I am grateful to my hon. Friend for bringing that matter up. As I said in the debate on small firms on Friday 4 November, there is a requirement for us to improve the quality of advice that is provided to small firms by intermediaries, particularly chartered accountants and bank managers. To facilitate what my hon. Friend is suggesting, I intend to publish a sophisticated version of the Government publication "How to make your Business Grow". It will be provided for the intermediaries. We shall make it so thick that it cannot be thrown in the waste paper basket. It should be available for small firms seeking advice. [Interruption.] I do not see why the Labour party should be laughing about what the Government have done for small firms.

Mr.
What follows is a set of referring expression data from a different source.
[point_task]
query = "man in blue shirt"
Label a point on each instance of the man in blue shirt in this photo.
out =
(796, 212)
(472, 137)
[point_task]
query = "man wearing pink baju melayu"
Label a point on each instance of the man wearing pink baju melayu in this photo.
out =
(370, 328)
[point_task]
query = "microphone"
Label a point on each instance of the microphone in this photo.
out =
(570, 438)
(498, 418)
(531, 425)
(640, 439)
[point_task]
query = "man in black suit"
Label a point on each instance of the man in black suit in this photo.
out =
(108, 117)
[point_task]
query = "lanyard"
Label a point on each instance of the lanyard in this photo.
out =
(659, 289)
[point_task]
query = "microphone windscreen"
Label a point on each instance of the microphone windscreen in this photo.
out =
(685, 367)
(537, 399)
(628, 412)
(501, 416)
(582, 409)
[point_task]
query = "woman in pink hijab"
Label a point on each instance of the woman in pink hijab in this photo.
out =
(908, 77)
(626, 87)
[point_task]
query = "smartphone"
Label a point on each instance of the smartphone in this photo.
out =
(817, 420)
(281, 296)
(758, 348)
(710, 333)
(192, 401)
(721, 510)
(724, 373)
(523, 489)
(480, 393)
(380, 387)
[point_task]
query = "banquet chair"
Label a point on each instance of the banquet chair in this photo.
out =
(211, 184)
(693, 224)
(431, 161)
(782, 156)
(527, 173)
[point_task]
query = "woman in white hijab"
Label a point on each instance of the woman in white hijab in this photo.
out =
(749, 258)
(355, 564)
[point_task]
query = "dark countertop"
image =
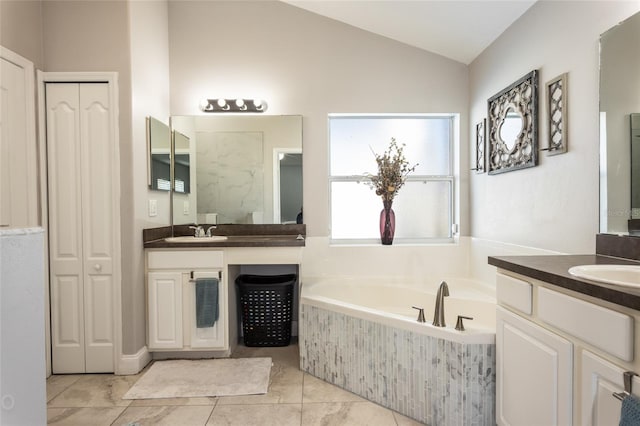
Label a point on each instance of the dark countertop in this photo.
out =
(234, 241)
(555, 270)
(237, 236)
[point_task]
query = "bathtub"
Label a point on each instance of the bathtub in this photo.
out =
(361, 334)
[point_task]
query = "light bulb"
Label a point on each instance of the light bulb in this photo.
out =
(204, 105)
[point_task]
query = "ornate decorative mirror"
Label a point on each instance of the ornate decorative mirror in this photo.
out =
(512, 126)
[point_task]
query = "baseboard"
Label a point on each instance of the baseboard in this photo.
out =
(133, 364)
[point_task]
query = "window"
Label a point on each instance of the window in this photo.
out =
(423, 207)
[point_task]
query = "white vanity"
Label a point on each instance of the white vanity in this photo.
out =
(563, 344)
(171, 271)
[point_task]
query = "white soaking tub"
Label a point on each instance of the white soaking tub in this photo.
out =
(362, 335)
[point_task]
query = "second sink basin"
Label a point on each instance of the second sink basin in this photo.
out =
(624, 275)
(192, 239)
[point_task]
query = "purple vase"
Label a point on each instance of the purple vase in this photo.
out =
(387, 224)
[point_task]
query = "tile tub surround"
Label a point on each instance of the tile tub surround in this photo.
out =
(429, 379)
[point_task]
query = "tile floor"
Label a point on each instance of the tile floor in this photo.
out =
(294, 398)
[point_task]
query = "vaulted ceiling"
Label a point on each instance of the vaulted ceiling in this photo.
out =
(457, 29)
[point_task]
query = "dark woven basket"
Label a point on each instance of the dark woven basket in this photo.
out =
(266, 305)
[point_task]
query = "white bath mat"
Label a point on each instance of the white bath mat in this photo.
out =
(199, 378)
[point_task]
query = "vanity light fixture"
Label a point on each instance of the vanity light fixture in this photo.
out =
(233, 105)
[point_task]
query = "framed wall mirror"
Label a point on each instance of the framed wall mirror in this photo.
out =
(619, 79)
(512, 126)
(243, 169)
(159, 155)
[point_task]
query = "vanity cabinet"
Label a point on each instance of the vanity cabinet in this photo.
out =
(171, 300)
(534, 372)
(560, 354)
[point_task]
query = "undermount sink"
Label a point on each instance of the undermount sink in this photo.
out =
(625, 275)
(192, 239)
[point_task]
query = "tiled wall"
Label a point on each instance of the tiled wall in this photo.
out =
(431, 380)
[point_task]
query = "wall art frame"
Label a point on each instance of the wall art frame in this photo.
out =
(513, 115)
(557, 124)
(480, 146)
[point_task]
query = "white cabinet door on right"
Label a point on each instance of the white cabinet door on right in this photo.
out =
(165, 310)
(534, 373)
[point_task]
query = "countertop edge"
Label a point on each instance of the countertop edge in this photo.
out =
(553, 269)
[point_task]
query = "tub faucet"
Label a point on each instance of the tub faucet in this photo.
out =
(438, 315)
(198, 231)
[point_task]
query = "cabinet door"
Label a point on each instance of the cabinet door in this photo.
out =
(165, 310)
(534, 373)
(600, 379)
(206, 337)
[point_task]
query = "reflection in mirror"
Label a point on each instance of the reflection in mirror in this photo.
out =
(510, 128)
(181, 170)
(635, 166)
(235, 172)
(619, 100)
(158, 161)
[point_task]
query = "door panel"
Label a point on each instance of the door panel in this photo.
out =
(18, 161)
(65, 228)
(66, 324)
(98, 326)
(81, 220)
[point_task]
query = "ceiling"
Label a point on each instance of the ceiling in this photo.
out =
(457, 29)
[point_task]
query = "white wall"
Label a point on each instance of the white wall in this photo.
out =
(553, 206)
(302, 63)
(149, 43)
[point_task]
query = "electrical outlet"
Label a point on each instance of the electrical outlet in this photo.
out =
(153, 208)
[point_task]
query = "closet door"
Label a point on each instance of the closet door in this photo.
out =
(18, 160)
(81, 227)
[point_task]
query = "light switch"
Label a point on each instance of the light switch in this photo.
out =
(153, 208)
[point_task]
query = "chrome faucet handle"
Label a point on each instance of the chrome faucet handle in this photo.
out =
(420, 314)
(459, 324)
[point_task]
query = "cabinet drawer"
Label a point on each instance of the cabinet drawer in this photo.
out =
(184, 259)
(514, 293)
(603, 328)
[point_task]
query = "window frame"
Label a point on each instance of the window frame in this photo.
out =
(451, 178)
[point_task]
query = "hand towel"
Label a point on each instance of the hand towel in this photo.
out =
(630, 411)
(206, 302)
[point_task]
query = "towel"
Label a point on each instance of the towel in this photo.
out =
(206, 302)
(630, 411)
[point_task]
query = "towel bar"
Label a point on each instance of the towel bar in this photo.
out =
(628, 381)
(192, 280)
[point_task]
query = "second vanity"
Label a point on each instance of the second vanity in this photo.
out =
(564, 343)
(173, 267)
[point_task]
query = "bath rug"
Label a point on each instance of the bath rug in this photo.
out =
(202, 378)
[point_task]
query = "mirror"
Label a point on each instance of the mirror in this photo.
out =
(245, 169)
(619, 104)
(159, 157)
(181, 167)
(512, 126)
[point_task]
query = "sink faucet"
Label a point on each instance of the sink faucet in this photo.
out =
(198, 231)
(438, 315)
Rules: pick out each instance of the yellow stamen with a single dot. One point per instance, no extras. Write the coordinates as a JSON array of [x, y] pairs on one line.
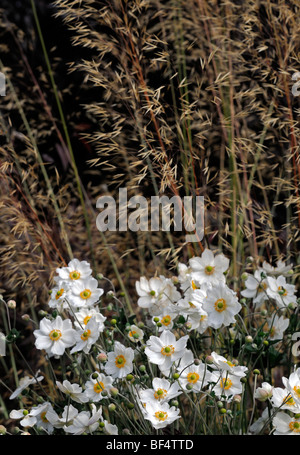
[[193, 378], [86, 294], [55, 335], [220, 305], [120, 361], [86, 334], [75, 275], [99, 387], [168, 350], [161, 415]]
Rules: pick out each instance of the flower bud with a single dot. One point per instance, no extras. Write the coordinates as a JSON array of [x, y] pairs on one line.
[[209, 360], [102, 357], [11, 304]]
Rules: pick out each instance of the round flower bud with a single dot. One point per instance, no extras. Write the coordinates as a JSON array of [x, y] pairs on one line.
[[209, 360], [114, 391], [11, 304]]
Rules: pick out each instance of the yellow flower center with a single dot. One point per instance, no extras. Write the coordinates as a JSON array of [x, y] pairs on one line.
[[120, 361], [86, 294], [55, 335], [43, 417], [86, 319], [297, 390], [226, 383], [295, 426], [168, 350], [160, 393], [282, 291], [75, 275], [209, 270], [161, 415], [192, 305], [85, 335], [59, 294], [220, 305], [193, 378], [194, 286], [289, 401], [261, 287], [99, 387], [166, 320]]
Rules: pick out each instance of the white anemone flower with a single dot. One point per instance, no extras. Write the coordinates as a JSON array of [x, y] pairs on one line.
[[96, 386], [165, 350], [281, 268], [26, 420], [135, 334], [195, 376], [86, 337], [277, 326], [264, 392], [224, 365], [110, 429], [74, 391], [162, 390], [292, 384], [55, 336], [221, 305], [282, 292], [119, 362], [85, 422], [160, 414], [209, 268], [76, 270], [25, 382], [83, 316], [286, 425], [68, 415], [59, 295], [283, 399], [85, 293], [40, 412], [166, 319], [226, 385]]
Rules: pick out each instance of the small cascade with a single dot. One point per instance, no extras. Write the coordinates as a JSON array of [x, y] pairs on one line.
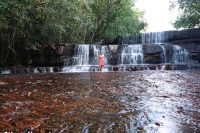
[[153, 38], [180, 55], [81, 55], [131, 54], [164, 54]]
Alan Williams

Is the Minister aware that some local authorities have joined many large firms in the bad practice of not making payments on time to small businesses, thus adding to their cash flow problem. Far from feeling proud of their record, are the Government aware that they are encouraging this abuse and exacerbating the harmful effects on the small business man by maintaining exorbitantly high interest rates, double the rate prevailing in West Germany, which has the same rate of inflation as ourselves?

Mr. Trippier

Clearly I do not agree with the last statement. The right hon. Gentleman is being unfair. In the debate on 4 November, already referred to, I made a special plea, directed at large companies, that they should pay the bills of small firms on time. It can make all the difference between survival and failure for those firms.

Mr. Campbell-Savours

On a point of order, Mr. Speaker. In view of the objections raised last week to long replies by Ministers and your experience in the Chamber today, do you intend to intervene to protect the interests of Back Benchers?

Mr. Speaker

I hope that the hon. Member noticed me intervening from a sedentary position.